The late Dr. E.A. Chapman, County Clerk, appointed young Pitcher deputy county clerk January 1st , 1903, and when Eli B. Johnson , Chaumont, succeeded Dr. Chapman as County Clerk, Attorney Pitcher remained as deputy until mid 1911 when the county election boards were set up on a bi-partisan basis and he, for the republicans and attorney A. Raymond Cornwall for the Democrats became the first Jefferson County Election Commissioners.

During a short service in this office he gave up the post of deputy county clerk, although he continued to perform duties under County Clerk Johnson.

Always Senator Pitcher was an ardent republican and from the time of his admission to the bar, always, he had been a county committeeman. Slightly more than 30 years ago, he was elected chairman of the republican city committee and held that office for a time.

ELECTED COUNTY CLERK

In November, 1912, he was nominated for the office of County Clerk to succeed Mr. Johnson who was not again a candidate. Elected by a substantial majority, he went into office January 1st, 1913, and at the end of a three-year term was re-elected by a heavy majority, leading the rest of the republican ticket by about 1,500 votes.

On February 19th, 1913, he was elected a trustee of the Jefferson County savings Bank and march 15th, 1916, he was chosen attorney for that institution to succeed Attorney Sam Child, who retired. At the same time the late Judge Henry Purcell became President of the bank to succeed the late William H. Hathaway. On November 21st, 1935, Senator Pitcher was elected Vice President of the Bank but continued to hold his office as attorney for the institution to the time of his death.
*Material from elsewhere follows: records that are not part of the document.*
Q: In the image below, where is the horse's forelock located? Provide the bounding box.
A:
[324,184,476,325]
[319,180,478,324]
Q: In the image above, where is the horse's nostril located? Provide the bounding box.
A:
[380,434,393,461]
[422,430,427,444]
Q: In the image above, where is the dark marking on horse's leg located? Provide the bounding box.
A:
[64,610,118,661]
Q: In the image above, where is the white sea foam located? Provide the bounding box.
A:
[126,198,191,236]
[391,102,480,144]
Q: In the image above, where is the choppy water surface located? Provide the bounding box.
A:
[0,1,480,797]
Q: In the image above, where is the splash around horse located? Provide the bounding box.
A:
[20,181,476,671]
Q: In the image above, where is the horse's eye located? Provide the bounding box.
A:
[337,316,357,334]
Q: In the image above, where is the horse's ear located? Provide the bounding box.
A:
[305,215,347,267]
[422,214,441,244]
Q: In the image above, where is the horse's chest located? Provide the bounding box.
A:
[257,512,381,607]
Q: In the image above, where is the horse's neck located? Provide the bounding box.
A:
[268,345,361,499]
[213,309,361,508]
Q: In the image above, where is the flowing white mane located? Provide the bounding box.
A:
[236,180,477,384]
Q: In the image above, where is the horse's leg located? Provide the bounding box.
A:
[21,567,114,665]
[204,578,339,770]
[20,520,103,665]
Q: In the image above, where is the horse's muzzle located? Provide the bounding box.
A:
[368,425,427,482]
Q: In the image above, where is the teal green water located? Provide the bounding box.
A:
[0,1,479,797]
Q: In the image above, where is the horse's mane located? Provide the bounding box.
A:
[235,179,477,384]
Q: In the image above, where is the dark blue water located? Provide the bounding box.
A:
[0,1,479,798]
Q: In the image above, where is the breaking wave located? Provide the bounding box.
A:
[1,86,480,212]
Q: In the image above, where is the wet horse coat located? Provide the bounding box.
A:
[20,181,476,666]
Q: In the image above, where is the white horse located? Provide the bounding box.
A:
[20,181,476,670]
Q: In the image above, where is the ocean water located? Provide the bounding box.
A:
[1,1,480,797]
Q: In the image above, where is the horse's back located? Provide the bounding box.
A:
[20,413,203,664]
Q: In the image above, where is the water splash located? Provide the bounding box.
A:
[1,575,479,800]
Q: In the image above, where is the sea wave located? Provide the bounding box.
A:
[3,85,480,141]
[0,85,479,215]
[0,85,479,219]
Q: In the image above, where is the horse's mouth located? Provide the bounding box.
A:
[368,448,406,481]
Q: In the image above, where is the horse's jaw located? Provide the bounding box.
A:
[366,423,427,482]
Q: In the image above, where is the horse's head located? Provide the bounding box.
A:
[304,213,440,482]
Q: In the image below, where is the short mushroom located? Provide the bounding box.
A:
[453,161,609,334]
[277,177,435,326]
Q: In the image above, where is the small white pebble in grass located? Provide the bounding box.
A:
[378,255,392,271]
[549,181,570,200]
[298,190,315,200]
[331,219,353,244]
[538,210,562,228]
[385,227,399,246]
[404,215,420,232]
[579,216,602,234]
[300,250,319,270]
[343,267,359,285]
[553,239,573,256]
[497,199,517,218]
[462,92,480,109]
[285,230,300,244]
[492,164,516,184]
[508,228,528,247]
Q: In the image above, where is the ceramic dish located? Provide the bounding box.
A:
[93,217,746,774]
It was on February 1, 1920, that he decided to resign as County Clerk and devote himself to his law practice, which specialized in abstracting real estate titles. At the same time he formed a partnership with the late Attorney Francis E. Cullen under the firm name of Purcell Cullen & Pitcher. This firm, which also included Attorney Francis K. Purcell, was dissolved in May, 1928. At that time it became Purcell, Cullen and Purcell, Senator Pitcher establishing himself in practice by himself in his own suite on the top floor of the Woolworth Building. There he continued to remain until his death.

In April, 1901, he was married to Mrs. Luella Northrup Cox, Albany, Mrs. Pitcher survives him.

Besides his party affiliations he had been a member of Watertown Lodge, No. 496, Benevolent and Protective Order of the Elks, and was one of its past exalted rules. He was also for years a member of the Black River Valley Club. A year ago this month he was re-elected a director of the Agriculture Insurance Company. He was named to the Board a few years ago.

The first years of his service had been with the late Assemblyman Jasper W. Cornaire: for one term with Assemblyman Aldred E. Emerson and for the past few years with Assemblyman Russell Wright.

Particularly was he friendly with Assemblyman Cornaire and the loyalty of his friendship was evidenced in his attentions to assembly Cornaire during the many months of his serious illness that preceded his death about two years ago.